IMO, Extra check will be workaround, but possible too. Like:

if (paddr + VM_LEVEL_0_SIZE == 0)
        break;

Canonical way to check for overflow is

if (paddr + VM_LEVEL_0_SIZE < paddr)

It is also more correct in fact, if paddr is not superpage-aligned.

Check paddr for overflow.

Check paddr for overflow.

In D21272#462874, @kib wrote:

Can't we simply test paddr < rounddown2(seg->end, VM_LEVEL_0_SIZE)?

Is seg->end 0xffffffff or 0 for the problematic case ? Anyway, I prefer the explicit check for overflow, it makes the things absolutely clear for reader.

I think having a seg with end 0 would break some invariants.
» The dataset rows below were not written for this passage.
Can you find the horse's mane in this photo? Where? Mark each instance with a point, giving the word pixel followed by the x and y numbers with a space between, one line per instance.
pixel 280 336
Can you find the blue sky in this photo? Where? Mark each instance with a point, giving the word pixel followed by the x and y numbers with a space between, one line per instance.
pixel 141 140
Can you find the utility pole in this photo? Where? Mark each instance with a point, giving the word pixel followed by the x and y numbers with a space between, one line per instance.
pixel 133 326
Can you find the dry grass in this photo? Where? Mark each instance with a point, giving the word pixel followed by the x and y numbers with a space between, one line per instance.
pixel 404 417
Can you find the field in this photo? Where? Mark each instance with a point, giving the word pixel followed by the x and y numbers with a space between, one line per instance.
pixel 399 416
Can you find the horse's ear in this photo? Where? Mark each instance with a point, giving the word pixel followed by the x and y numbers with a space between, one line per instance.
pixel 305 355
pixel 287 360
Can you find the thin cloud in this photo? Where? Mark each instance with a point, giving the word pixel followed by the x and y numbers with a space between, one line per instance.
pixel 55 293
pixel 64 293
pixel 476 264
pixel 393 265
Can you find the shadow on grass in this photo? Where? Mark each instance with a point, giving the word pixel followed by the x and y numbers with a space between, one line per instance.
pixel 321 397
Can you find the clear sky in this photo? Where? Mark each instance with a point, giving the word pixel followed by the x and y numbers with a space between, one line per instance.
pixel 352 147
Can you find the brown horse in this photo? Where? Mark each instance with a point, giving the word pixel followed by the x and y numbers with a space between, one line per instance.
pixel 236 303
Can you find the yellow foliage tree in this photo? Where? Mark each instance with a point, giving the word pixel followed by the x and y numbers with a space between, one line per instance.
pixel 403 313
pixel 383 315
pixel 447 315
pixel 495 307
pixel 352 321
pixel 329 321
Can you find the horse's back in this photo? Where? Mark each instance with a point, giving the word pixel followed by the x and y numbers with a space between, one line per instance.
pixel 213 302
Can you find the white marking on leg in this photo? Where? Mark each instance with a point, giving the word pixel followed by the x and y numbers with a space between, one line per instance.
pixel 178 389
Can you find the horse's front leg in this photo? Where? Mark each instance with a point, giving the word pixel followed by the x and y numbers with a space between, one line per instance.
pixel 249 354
For instance, _vm_phys_create_seg() assumes that segments are sorted by their end address. seg->start and end must be page-aligned, so this means that we cannot include the last page of physical memory in a segment.

uint64_t cast is no-go of course.

A uint64_t cast would also only fix the problem for 32-bit platforms.

This revision is now accepted and ready to land.Aug 16 2019, 2:26 PM

I noted on IRC that roundup2 on line 1058 might result in overflow as well, at least theoretically.

This revision was automatically updated to reflect the committed changes.